There has been a lot of talk recently about getting rid of passwords as a means of user identification. I can certainly understand why this opinion exists, especially with the ever-increasing number of data breaches being reported each year. It’s true that we users make all kinds of mistakes when choosing, protecting and employing passwords. We choose easy to guess passwords, we use the same passwords for business access and for our personnel accounts, we write our passwords down and store them in accessible places, we reveal our passwords during phishing attacks, we reuse our old passwords as often as we can and we exploit every weakness configured into the system password policy. Even users who are very careful with their passwords have lapses sometimes. And these weaknesses are not going to change; humans will continue to mess up and all the training in the world will not solve the problem. However, even knowing this, organizations and systems still rely on passwords as the primary factor necessary for system access.

The real problem exists in identity management itself. There are four good factors (in my opinion) that can be used to identify individuals: something you know, something you have, something you are and somewhere you are. When you ask a user to identify themselves by password and to identify a picture or answer a question they have previously chosen, that is not multi-factor authentication. That is just using two different instances of the same factor in order to identify a user. This doesn’t add very much real security.

Better security comes when you add a true additional factor, such as something you have. This could be a bank card for example. When you go to an ATM, insert your bank card and type in your PIN, that is a true form of dual-factor authentication, and this increases security considerably. However, as we have all heard about or seen on the news, this kind of dual-factor authentication can also be overcome. Some people write their PIN on the back of their card, or on a slip of paper they keep with them, so that if their purse or wallet is stolen their bank identity is stolen as well. Such dual-factor authentication can even be physically dangerous at times as many people have been beaten into revealing their PINs or passwords. Other examples of identification mechanisms you might “have” are hard or soft tokens or PIV cards.
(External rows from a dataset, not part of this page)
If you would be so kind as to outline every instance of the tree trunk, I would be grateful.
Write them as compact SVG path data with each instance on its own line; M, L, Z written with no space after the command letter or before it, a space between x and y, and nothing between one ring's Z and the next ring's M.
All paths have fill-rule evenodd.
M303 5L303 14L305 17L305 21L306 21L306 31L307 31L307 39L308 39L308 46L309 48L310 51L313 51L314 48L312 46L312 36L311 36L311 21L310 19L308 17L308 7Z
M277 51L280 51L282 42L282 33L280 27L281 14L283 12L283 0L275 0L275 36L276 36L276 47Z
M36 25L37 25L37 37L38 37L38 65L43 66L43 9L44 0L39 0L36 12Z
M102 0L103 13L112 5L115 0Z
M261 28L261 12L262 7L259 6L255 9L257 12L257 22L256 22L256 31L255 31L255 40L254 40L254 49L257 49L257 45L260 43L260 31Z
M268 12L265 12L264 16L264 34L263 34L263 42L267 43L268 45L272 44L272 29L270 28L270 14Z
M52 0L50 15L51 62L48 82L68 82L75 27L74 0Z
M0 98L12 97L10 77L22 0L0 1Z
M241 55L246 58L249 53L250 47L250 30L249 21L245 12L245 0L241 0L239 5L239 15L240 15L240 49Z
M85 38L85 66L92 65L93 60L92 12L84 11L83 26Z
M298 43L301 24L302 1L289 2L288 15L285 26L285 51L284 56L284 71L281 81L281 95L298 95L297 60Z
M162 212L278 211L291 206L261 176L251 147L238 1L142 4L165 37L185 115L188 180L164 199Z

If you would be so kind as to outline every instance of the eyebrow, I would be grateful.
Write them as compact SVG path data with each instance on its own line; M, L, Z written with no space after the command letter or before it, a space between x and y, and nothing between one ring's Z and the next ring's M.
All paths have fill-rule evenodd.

You can also have dual-factor or even triple-factor authentication using something you have, something you are (i.e. biometrics) and/or somewhere you are. This is basically what people advocating getting rid of passwords are proposing; let’s take the “what you know” human factor out of the loop.

But I say, why limit yourself? Let’s keep “something you know” in play. Identity and access control are such big problems, why not use every factor that you can? Every factor you add increases your true level of security by a large degree. People will complain about the lack of convenience and the expense in time and money that this entails. But, hey, everybody should know by now that real information security is both difficult and a pain in the neck! We need to just bite the bullet and do it right or suffer the consequences.